Gaf had often made the statement that without people around him he was unable to verify the fact of his existence. He did not like to be alone. Now he was not only alone, but sensory input was almost non-existent. Even the pain he had been living with for years was now gone. The discomfort, though often excruciating, at least had given him the knowledge that he was alive. At this moment he didn't know or feel anything - his thought processes had shorted-out, like a bad fuse.

Gaf was quickly losing not only his motivation, but his sanity as well. Despair began to set in like a bad cold. He knew he must shake off these feelings and concentrate on the practical aspects of staying alive. Peering into the darkness, he started to once again focus on the light coming from the upper levels. The light was fading, the sun would set in a few hours. He had been in this cavern much longer than he had first thought. He decided to wait until morning. And then collapsed into a deep sleep. He slept fitfully, dreams drifted in and out like fog.

He awoke with a start, disoriented at first. Then the events of the previous day came flooding back. His stomach was grumbling painfully.

"I should have taken Molly up on her offer to make pancakes." He began to laugh, hysterically. He doubled over and began to cough, retching as his stomach contracted in painful spasms.

The light from above become brighter. He began to feel stronger and looked up toward the source, "There's no way I can climb that. But if I sit here any longer I'll go nuts."

He walked cautiously towards the cavern wall and started the ascent. The walls of the cavern were covered with some sort of fungus. He thought he had sat on something similar to this in the tunnel. The climb was exhausting, but he somehow managed to maintain his balance. He would search for a foot hold and then very carefully run his hand along the rock wall looking for a hand hold. Gradually, he worked his way up. Pressing himself against the rocks he would rest and attempt to relax the muscles that were beginning to knot up in his arms and legs. With slow and deliberate movements he continued at his task, knowing that at any time he might fall to his death.

Also, he knew it was probably impossible to get back down without injury. After an agonizing hour, his back muscles began to cramp. But he had made it about halfway and was sure that with some rest he could make it to the top.
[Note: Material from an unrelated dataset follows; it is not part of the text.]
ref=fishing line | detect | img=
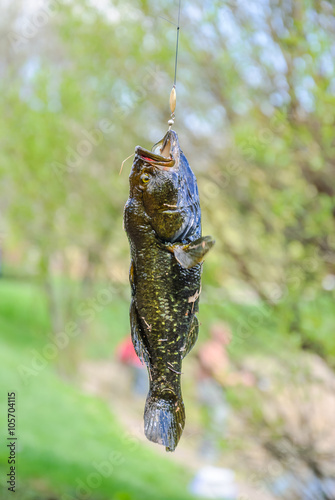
[173,0,181,87]
[168,0,181,130]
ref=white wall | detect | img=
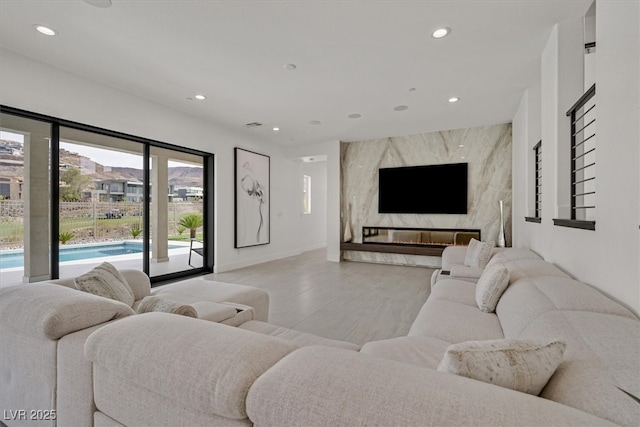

His fingers located a small wedge in the wall. Expertly, and painfully he loosened his belt, using all of his remaining strength, he jammed the buckle into the crack and tied the other end around his right arm.

Briefly testing it for strength, he then put his weight on the right leg allowing the belt to maintain his balance. This took the pressure off his left side and although his right arm was becoming numb, the cramps were relieved on the left side. He used this procedure each time he found a wedge that felt solid enough to maintain his weight.

Looking up for the next wedge, he saw that the wall was beginning to curve over the top of his head. He had managed to climb directly under an impossible overhang! There was no way that he could continue. It was, he knew, the end of his journey. Stuck, like a fly on a wall, the old man began to accept the inevitable. His choices now amounted to falling, or leaping to his death. Totally demoralized, he accepted his fate.

Pleasant memories from the past drifted into his consciousness. A vision of working on a roof with Molly when they were in Colorado appeared. He remembered that he gently brushed her aside in order to descend the ladder first. The ladder suddenly slipped away underneath him and he was left dangling in midair.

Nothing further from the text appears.